Art aficionados had a chance to travel the length of Latin America and see some of its greatest art – all without leaving Barrio Logan.
Latin American Art Fair 2019 dazzled at Bread & Salt, a dynamic contemporary art venue and transborder a multicultural hub. Nuria Bac and her team curated a world-class exhibit of provocative art from many of Latin America’s greatest museums.
Bac collaborated with Latin American art stars Torres Pacheco Triplets, Belen Islas and more than 100 other artists to promote cross-cultural exchange, she said, and promote peace through the arts.
Bac paints fauvist and expressionist works showcasing bold colors with a distinct Mexican style.
She wanted a degree since education was valued in her household, but also to get insight into the concept of a university.
Bac studied law at the Universidad Auótonoma de Baja California in Tijuana, but today she prefers to make her case with art. She brushes aside brushes and paints almost exclusively with her fingers. Her raw and organic aesthetic harnesses unexpected colors that evoke warmth and beauty.
“Smile While You Are Making Me A Sandwich” is a Neo-pop painting of a woman that shows her sadness and anger. She said the painting honors her father, who asked for a lot of things and demanded they be done with a smile.
Women are a favorite subject of Bac, who uses soft feminine lines and bold colors to show the grace, strength and courage of a cancer survivor.
“What you see in my artwork is me,” she said. “Me celebrating after beating the odds, me telling a family story, me after every heartbreak, every hardship, me making Lemonade with lemons. Hence the title of my latest collection: ‘Thanks For the lemonade!’”
Good things come in threes. Great things, too.
Three gifted brothers – Leonel Alfonso, Lorenzo Antonio and Luis Alberto – are known as the Torres Pacheco Triplets. Los hermanos grew up in a low-income family in Nayarit, but later settled in Tijuana. Their artistic talent helped them to survive.
“It was so hard for our parents to make a living and as brothers we helped out to cover part of the family expenses with the drawings that we managed to sell when we were kids,” said Leonel Alfonso.
His brother Lorenzo agreed.
“From childhood we’ve always been attracted to everything that had to do with creating,” he said. “We never cared about spending time with friends, the only thing we wanted to do was to stay at home, grab a piece of paper and drawing while we watched TV in our surroundings”.

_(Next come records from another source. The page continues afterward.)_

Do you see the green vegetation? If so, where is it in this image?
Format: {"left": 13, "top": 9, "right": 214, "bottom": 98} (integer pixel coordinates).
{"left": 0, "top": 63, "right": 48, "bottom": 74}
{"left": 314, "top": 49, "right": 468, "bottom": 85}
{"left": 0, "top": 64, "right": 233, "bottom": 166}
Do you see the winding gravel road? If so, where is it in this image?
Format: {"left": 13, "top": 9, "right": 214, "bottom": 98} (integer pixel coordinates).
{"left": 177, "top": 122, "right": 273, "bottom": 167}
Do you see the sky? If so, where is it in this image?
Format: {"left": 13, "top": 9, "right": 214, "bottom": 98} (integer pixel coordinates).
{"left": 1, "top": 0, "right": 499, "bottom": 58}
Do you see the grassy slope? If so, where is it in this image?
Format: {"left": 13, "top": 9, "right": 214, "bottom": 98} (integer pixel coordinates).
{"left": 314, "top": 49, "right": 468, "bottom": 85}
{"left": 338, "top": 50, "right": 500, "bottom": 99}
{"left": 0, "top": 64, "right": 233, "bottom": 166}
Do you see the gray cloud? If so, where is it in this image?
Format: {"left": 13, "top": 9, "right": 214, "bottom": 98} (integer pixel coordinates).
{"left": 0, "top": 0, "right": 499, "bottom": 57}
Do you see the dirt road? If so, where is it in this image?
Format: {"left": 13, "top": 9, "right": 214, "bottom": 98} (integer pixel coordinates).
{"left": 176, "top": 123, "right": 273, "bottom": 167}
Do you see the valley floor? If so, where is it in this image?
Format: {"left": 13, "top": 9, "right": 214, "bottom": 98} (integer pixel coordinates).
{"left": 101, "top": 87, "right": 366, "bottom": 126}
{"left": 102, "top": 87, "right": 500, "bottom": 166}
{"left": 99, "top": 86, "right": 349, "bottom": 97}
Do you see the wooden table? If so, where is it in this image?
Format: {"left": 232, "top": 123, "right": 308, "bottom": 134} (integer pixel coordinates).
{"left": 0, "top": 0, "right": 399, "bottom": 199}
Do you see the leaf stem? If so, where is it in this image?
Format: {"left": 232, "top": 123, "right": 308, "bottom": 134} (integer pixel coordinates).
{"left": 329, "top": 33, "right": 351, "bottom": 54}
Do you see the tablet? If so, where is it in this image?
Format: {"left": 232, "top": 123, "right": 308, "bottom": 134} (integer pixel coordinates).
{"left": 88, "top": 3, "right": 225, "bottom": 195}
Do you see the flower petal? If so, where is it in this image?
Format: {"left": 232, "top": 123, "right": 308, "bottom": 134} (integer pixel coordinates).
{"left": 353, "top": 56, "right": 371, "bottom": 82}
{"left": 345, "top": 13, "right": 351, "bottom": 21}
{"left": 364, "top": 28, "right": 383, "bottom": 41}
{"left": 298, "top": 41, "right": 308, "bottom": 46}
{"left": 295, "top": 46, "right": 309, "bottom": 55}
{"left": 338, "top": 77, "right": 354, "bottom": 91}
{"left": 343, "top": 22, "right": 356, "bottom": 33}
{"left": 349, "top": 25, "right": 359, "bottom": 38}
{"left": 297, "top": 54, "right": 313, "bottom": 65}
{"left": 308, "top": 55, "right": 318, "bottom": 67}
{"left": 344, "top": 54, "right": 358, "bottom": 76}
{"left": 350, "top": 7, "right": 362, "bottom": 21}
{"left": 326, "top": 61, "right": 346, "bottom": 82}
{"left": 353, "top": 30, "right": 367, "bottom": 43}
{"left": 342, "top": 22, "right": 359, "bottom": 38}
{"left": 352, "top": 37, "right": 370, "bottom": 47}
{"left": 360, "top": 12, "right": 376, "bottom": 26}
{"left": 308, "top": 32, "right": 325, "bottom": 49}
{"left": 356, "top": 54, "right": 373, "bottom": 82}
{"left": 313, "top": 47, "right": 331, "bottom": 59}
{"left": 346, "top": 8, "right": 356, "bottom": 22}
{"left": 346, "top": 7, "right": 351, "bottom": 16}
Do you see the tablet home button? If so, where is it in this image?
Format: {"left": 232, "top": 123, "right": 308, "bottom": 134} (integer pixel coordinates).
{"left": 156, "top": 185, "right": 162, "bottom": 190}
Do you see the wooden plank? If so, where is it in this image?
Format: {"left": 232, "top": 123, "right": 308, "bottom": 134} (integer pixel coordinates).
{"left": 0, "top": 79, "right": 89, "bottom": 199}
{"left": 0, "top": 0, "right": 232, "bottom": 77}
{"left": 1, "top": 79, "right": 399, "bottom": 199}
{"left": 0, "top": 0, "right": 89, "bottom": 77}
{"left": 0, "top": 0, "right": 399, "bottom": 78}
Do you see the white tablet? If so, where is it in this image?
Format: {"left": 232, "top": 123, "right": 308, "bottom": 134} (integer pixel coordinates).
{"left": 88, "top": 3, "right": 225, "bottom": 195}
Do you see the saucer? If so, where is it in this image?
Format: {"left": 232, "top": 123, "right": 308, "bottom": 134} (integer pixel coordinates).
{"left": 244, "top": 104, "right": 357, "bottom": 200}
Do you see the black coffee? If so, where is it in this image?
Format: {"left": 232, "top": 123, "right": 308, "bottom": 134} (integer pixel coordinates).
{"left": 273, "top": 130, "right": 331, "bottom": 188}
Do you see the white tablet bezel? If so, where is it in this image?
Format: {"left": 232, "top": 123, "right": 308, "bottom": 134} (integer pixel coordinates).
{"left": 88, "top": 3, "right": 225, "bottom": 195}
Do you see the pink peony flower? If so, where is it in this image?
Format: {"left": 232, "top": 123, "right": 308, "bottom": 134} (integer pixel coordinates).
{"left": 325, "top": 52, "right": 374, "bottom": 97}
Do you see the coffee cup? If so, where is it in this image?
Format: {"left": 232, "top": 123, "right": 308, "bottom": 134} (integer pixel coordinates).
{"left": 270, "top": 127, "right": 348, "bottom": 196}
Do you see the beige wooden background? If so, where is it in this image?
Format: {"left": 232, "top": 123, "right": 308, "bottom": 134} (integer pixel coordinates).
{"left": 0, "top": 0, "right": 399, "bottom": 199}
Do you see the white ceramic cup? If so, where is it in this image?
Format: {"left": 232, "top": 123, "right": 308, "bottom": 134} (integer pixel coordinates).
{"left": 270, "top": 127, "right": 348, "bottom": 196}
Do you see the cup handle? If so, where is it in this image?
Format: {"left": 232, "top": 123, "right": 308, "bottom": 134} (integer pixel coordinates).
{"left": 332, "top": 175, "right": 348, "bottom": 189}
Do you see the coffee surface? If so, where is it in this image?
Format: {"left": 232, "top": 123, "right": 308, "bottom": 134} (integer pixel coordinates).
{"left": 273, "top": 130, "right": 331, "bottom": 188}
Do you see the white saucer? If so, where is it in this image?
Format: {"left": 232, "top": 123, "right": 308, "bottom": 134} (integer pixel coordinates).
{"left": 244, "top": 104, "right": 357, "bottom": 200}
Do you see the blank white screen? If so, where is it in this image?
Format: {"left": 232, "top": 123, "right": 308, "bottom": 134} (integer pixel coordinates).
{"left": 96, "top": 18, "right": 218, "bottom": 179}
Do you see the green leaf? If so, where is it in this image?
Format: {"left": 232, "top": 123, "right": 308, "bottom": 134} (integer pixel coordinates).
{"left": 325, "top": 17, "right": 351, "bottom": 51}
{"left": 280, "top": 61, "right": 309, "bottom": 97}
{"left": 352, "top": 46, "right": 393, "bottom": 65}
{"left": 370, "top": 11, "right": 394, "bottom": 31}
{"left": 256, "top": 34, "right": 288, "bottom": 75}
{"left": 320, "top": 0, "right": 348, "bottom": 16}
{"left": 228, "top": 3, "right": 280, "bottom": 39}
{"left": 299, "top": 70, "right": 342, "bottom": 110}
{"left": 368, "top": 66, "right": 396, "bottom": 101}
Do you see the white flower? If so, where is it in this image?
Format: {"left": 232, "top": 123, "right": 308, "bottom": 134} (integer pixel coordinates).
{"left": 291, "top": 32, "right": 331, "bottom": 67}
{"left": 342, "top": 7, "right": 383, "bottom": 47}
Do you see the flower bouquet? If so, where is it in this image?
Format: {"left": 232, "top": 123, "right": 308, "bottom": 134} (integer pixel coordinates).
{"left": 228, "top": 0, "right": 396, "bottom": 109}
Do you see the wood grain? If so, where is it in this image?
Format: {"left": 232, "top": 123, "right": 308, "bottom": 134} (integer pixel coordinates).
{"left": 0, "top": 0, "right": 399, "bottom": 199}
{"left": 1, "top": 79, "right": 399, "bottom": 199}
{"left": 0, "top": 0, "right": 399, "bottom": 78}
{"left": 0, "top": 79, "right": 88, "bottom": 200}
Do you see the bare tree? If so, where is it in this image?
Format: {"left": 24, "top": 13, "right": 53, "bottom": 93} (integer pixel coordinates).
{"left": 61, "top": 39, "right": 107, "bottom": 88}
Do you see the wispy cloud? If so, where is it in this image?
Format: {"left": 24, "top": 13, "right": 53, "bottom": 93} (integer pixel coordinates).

Los hermanos were accepted to a scholarship program offered by the Culture Institute Baja California. As a collective of artists, they worked together, but each developed his own techniques and style.
Torres Pacheco Triplets eye-popping painting “La burbuja del arte contemporeano” uses watercolor and colored pencils to embody trade, consumerism and contemporary life in Mexico. Their art represents the cynical romance between capitalism and the art world through an economic lens.
Belen Islas, a co-curator of Latin American Art Fair, grew up surrounded with art supplies because her father was a sculptor who encouraged his daughter to create constantly. In Mexico she studied painting, photography and drawing, then earned a certificate in communications arts at UCLA Extension.
“I’m a student for life, I am always trying to learn new things and improve my skills,” she said. “I depict powerful women as well as symbols of strength, such as the monarch butterfly. Another symbol that appears continuously in my work is transparent birds that represent the freedom of the mind.”
Islas’captivating painting “The Crown” depicts a blue sky with stars flowing around the background as a woman sits with the constellation of a crown over her head and two stars in her hands. It is a message to women that they can be anything in life, including a queen. Women can always make their own crown, she said.
Islas’ surreal paintings rely on acrylic paint and gold leaf. They are colorful and cheerful celebrations repleat with powerful women, birds, flowers, butterflies, space and water.
“In all my paintings I use gold leafs because gold is the only material that doesn’t lose its radiant quality,” she said. “And it is just a reminder that even in the darkest there is always light.”